Upgrades to Center City Philadelphia’s public spaces are set to continue as renders showing updated plans for Thomas Paine Plaza have been released. The plaza, which surrounds architect Vincent Kling’s 1962 Municipal Services Building (MSB), is a popular skating spot but has also seen its fair share of protests. Those protests put enough pressure on the city to remove the statue of controversial former police commissioner Frank Rizzo in June 2020, and earlier this year, as AN reported, the city removed Your Move, the board game–themed installation that occupied part of the plaza.
Plans for the plaza’s overhaul from the Philadelphia Department of Public Property (DPP) seek to upgrade the site, following the renovations of Love Park immediately to the west and Dilworth Park immediately to the south, making for a better pedestrian environment. The city approached the project by conducting focus group sessions and surveys with MSB employees. The received feedback indicated a desire for more plants and green space, places to sit and relax, and improved accessibility. Currently, concrete walls line much of the plaza (particularly along Arch Street), and a below-grade section runs the length of Broad Street, creating an ill-tiered system of elevation changes for pedestrians to navigate the site.
These considerations have led to the now-advancing plan, which includes ten components: an access ramp and sloped walkway to the MSB’s main entrance; and arrival grove; the west terrace; the large plaza; a seating bosque; a small plaza; walkways that align with the plaza’s sculptures; an overlook oriented toward City Hall; additional occupiable space along the site’s perimeter; and additional green space.
Along 15th Street, this means a seating area (west terrace) and canopy shade structure next to a kiosk—similar to the setup at Dilworth Park plus shading. Entering the site from JFK Boulevard to the main entrance, the sloped entrance walk will be bounded by red maples, London plane trees, and dogwoods. The eastern half of the site will largely be reserved for the large and small plazas, 10,000-square-feet and 6,000-square-feet, respectively, with the seating bosque—wooden benches and metal chairs under honey locusts—in the middle.
Additional plant beds and trees will bring shade and pervious surface to the site, breaking the concrete and stone mass that most Philadelphians have seen the site as. Along raised planted beds, granite benches will extend out from their walls, supplementing table and chair arrangements elsewhere on the plaza. Jacques Lipchitz’s sculpture Government of the People will retain its position, which will now be on the edge of the large plaza and adjoin a stone platform that doubles as a stage. A row of oak trees will line part of the plaza’s northern perimeter along Arch Street, and LED lighting, which can be color-programmed for special occasions, will be installed around the site.

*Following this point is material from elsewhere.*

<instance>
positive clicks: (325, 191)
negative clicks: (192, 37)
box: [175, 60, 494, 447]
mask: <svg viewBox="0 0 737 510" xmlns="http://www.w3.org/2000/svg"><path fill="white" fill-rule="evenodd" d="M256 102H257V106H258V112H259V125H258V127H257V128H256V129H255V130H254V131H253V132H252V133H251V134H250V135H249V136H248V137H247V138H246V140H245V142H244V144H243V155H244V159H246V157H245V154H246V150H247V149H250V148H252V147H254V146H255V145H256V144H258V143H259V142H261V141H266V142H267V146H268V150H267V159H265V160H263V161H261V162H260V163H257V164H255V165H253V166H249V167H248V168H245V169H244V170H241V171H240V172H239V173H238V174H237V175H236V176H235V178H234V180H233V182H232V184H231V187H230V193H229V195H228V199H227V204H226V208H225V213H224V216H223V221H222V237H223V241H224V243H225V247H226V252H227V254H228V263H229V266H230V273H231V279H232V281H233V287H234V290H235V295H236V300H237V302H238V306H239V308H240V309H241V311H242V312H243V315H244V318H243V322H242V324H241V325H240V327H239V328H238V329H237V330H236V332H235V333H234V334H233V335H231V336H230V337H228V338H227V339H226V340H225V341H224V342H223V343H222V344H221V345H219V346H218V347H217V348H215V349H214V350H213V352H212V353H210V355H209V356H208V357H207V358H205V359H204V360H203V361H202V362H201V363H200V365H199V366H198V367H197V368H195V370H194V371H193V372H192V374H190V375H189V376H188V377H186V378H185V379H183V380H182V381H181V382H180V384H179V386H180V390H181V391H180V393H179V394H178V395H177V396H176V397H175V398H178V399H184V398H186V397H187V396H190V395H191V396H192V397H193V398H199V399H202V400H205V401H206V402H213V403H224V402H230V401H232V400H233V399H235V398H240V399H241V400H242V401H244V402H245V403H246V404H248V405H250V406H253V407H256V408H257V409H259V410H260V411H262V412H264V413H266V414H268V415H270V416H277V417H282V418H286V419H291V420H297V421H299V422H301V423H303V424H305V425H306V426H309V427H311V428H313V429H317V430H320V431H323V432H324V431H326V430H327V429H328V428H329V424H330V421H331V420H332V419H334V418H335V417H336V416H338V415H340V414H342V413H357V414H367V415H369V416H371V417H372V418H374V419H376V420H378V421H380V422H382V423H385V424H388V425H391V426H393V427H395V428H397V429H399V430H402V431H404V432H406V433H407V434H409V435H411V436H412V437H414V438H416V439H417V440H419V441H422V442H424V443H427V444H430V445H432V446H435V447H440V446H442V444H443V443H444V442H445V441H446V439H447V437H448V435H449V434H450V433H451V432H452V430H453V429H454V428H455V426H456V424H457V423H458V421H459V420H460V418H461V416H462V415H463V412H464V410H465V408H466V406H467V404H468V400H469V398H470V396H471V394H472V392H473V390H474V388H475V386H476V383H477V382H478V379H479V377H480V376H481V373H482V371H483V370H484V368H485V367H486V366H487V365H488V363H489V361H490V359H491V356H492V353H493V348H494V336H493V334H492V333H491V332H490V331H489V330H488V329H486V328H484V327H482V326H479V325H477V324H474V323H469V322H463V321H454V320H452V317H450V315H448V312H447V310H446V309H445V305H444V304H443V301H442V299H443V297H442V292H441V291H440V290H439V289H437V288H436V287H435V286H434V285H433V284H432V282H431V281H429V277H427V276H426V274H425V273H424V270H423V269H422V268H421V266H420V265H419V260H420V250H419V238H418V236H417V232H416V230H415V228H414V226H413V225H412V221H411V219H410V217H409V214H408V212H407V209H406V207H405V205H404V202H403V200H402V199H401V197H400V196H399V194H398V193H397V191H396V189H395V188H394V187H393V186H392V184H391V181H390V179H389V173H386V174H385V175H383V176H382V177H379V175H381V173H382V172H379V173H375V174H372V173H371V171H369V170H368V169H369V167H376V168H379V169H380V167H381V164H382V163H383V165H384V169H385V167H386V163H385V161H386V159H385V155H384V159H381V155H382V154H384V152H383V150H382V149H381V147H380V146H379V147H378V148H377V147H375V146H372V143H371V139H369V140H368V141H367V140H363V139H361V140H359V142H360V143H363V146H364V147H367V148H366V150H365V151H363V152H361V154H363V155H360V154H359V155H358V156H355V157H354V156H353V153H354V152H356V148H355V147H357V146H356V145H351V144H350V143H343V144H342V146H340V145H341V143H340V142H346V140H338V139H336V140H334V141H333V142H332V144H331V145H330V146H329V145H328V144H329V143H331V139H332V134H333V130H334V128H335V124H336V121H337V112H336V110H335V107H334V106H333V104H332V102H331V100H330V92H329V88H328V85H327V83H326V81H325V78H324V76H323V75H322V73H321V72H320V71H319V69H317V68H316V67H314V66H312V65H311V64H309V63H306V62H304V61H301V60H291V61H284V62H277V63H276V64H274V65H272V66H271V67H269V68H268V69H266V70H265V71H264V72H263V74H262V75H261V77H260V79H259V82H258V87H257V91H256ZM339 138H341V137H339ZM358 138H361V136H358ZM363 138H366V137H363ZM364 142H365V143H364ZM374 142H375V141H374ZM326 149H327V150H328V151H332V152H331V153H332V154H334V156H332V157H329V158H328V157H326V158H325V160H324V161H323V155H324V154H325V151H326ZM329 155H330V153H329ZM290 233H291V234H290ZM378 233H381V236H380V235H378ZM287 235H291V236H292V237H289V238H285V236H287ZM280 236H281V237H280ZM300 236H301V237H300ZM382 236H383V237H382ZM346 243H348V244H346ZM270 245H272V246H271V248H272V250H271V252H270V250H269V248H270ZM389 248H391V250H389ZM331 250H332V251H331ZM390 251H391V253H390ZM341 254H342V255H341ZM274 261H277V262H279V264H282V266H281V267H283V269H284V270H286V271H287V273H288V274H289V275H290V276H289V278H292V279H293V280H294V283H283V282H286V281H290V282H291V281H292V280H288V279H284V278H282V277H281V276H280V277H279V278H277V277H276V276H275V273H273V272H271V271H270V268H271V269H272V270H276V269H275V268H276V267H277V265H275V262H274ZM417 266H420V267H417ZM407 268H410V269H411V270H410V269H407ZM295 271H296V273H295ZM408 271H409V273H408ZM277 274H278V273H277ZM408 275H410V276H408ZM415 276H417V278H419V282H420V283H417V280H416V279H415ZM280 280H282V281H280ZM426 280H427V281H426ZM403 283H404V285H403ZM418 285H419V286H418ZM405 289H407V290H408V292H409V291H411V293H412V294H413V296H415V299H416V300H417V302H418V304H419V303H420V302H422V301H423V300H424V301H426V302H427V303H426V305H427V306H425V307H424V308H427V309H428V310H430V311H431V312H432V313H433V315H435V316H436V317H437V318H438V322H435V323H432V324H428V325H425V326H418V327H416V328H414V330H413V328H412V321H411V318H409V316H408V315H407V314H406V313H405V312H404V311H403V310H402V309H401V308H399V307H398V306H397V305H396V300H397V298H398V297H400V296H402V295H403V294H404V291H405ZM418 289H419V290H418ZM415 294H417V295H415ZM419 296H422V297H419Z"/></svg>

The proposed design will continue through design and documentation through January 2024, with bidding and contractor selection finalized by May 2024, when groundbreaking is scheduled. The DPP estimates a total cost of $20 million. Eventually, the city hopes to infill the sunken plaza along Broad Street, which would bring the eastern side of the site to street level, in-line with the city’s 2035 Plan. The 2035 plan includes a number of ambitious proposals including additional Southeastern Pennsylvania Transportation Authority (SEPTA) and Port Authority Transit Corporation (PATCO) stations, new parks, and infill housing plans, aligned with broader pedestrianization goals. In a way, as the DPP argues, the plans for Thomas Paine Plaza are a return to the site’s past. In the mid-1800s the site was filled with rowhouses, and in 1917, with the construction of the Benjamin Franklin Parkway, Reyburn Plaza, a street-level park, was constructed on the site. It was only in 1962 that the street was vertically disconnected from the street, and with these interventions from the DPP, that era may soon be over.